« on: May 12, 2007, 07:38:28 pm »
Mary, I'm sorry to hear about your wrist. Hopefully it's on the mend.
I'm the Aussie who responded to your previous post, and perhaps am responsible for putting the idea of an East to West crossing into your thinking.
My own personal rationale for an East to West crossing was primarily because I do the bulk of my cycling, either when I am touring or cycling for relaxation, early in the day. By early, I mean as the sun is coming up. For that reason, I chose to head west, so that I would not be riding, and glaring into a rising sun. That would also mean that motorists, approaching me from behind, would also not be glaring into a rising sun.
A second consideration for me, was that psychologically, I set the crossing of the Rockies and the Cascades as a target, something to aim for. I did not want to be climbing the Cascades in only the 2nd or 3rd day of my tour. I was also expecting that my fitness level by the time I reached the mountains, would be fairly high (and it was).

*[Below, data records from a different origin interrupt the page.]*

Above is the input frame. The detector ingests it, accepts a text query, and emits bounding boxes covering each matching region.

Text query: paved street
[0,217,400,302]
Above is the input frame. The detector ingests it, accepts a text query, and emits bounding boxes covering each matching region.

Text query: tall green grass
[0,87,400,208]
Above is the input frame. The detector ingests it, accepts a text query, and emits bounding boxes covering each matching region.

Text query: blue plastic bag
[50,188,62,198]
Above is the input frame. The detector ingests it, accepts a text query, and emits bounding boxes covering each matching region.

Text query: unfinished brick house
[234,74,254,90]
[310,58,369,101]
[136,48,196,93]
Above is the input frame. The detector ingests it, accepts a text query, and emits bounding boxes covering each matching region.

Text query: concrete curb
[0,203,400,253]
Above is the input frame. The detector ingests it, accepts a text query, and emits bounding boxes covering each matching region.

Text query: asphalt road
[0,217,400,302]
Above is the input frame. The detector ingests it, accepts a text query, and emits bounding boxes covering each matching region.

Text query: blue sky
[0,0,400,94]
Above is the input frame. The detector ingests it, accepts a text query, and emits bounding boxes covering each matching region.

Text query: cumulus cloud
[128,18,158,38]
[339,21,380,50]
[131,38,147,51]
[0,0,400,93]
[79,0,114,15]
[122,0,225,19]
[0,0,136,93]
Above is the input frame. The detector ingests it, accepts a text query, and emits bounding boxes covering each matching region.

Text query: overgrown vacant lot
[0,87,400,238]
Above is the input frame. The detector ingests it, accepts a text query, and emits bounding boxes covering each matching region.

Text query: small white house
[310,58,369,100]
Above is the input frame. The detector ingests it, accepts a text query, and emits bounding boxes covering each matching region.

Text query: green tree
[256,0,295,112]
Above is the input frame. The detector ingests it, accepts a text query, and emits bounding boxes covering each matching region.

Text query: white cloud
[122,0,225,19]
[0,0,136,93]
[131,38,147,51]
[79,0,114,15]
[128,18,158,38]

I was concerned about head winds, but took the gamble anyway. And I did have a few days of soul destroying head winds, but also a number of days of tailwinds. In fact, the most common complaint I heard from cyclists with whom I spoke, heading east, was that they were severely disgruntled at the fact that the winds were not behaving as they had been hoping. In other words, they were telling me that the whole reason that they had decided to cycle east, was the expectation of tailwinds and they'd been disappointed. But, as any cyclist knows only too well, winds can be fluky. And maybe it was just that particular year.
Just one point about you wrist to remember, is that climbing also puts a certain amount of stress on the wrist; not just braking when descending.
Importantly, cylce touring is all about setting your own agenda. I've just set out what were my own reasons for heading west. I guess in a way I also was cycling in a homeward direction.